I love our NICU nurses. They are fabulous. It still amazes me how these people can work 12 hour shifts on what I would consider a high stress level job. I never heard anyone complain. I never heard any of them gripe about another nurse. They answered our questions and were patient. We were there a lot so we had a lot of questions. They were very professional, but they were so personable. We had 24 access to our nurses. We could live in her room if we wanted. We could call any hour of the day or night and check on Emma. They always answered and were always happy to tell us how our baby was doing. Though we did have excellent doctors, Dr. Siddiqui being one of my favorites, it was the nurses who watched over Emma every day. They got to know her. Once she was able to cry, they learned she only cried when she was dirty. One of her nurses made Emma her first hair bow. They made a nameplate for her bed. They called her by name.
Those nurses are my heroes. If I started to list them by name, I know I’d forget someone. But every single nurse that took care of our precious baby has a hand in the beauty she is today.

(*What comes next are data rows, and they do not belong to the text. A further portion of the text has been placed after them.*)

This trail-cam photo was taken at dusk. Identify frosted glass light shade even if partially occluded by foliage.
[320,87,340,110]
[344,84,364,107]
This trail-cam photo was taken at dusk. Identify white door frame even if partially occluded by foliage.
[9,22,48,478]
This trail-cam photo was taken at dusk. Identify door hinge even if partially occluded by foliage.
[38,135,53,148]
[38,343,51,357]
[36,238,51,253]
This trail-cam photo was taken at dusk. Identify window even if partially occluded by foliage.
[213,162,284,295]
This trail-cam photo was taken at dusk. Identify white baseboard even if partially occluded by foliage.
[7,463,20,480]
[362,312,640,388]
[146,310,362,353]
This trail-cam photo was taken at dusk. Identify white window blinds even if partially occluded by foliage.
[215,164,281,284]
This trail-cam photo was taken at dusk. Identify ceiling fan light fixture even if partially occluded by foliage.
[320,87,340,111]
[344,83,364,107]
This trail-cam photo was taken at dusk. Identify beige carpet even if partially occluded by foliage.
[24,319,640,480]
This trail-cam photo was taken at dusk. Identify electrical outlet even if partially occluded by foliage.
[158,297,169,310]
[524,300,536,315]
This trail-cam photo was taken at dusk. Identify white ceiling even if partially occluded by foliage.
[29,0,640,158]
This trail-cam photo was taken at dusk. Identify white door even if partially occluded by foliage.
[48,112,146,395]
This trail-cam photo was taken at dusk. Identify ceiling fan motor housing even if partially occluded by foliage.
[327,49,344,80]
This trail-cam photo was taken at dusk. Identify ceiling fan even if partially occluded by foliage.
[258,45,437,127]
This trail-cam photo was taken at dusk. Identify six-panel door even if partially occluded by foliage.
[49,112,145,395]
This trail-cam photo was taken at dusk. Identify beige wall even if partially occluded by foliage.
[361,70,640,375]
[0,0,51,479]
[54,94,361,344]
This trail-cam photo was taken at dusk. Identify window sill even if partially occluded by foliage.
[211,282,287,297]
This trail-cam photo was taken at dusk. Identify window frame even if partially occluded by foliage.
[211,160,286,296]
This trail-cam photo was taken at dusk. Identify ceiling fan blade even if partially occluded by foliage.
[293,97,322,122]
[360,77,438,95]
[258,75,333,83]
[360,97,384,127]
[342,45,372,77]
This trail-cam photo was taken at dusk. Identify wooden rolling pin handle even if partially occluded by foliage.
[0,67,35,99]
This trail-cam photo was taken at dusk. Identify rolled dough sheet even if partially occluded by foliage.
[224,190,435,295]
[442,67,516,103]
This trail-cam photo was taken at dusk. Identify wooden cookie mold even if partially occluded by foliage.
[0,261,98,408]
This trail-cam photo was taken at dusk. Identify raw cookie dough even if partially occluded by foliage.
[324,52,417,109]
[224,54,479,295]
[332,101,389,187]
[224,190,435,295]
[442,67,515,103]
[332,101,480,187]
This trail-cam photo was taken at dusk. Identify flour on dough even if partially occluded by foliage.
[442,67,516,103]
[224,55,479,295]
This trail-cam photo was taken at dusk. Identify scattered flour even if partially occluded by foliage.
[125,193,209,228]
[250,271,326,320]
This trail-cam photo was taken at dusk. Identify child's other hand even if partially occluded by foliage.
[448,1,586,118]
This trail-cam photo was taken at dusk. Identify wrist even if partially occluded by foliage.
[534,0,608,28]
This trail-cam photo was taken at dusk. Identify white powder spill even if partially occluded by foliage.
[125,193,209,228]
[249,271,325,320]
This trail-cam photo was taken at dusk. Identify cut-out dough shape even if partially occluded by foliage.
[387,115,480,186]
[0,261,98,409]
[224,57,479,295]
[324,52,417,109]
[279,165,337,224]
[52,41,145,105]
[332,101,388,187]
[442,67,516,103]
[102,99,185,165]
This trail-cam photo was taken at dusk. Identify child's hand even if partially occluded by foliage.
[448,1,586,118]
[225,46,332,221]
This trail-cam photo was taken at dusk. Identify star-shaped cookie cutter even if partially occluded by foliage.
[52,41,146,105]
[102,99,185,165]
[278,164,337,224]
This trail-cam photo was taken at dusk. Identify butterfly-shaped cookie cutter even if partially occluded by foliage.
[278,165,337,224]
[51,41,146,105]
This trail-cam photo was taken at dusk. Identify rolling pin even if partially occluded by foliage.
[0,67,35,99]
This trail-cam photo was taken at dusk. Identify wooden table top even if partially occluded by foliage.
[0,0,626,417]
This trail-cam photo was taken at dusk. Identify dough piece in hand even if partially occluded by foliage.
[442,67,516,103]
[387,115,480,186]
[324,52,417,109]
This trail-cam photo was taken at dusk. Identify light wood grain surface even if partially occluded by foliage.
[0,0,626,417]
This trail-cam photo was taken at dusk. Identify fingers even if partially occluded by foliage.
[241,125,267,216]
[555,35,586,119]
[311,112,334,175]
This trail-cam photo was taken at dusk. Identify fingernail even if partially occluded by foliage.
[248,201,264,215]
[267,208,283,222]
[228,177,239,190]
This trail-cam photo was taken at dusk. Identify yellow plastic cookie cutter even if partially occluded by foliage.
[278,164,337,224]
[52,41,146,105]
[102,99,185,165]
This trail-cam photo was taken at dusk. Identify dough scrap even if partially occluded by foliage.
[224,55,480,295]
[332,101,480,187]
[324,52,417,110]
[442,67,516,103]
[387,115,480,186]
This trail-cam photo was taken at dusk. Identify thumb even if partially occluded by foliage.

Many of these nurses still keep in touch with us, and I always want Emma to know how these angels were used by God to accomplish a purpose.
Our vivacious Emma will be 3 in January. It is often hard to believe that she went through all she went through. We have had the privilege of having awesome speech and physical therapists working with her to help her along. We are almost caught up on every level, and I’m praying by the time we start kindergarten, she’ll be right on grade level. We have purchased a preemie baby doll to give Emma a point of reference when she gets older. (www.weebundles.com) I want her to see just how tiny she was and what a miracle she has been.
If you know of a family that has a preemie, go visit them, even if you don’t get to see their precious blessing. The parents need a short break, a diversion. Take them a meal (we found out the hard way we weren’t supposed to eat in our room. Oops!) or get them a gift card to a restaurant close by. Take them a Starbucks card. We had one right across the street. Send them a fuel card. They will spend lots of time traveling to the hospital, even if they live in the same town. Above all, pray for them. Pray for the baby, the parents, the siblings if there are any, and especially the doctors and nurses. No matter what the medical community will tell them, God is sovereign. I am so thankful that through it all, God is in control, and especially grateful that God saw fit to bring Emma through.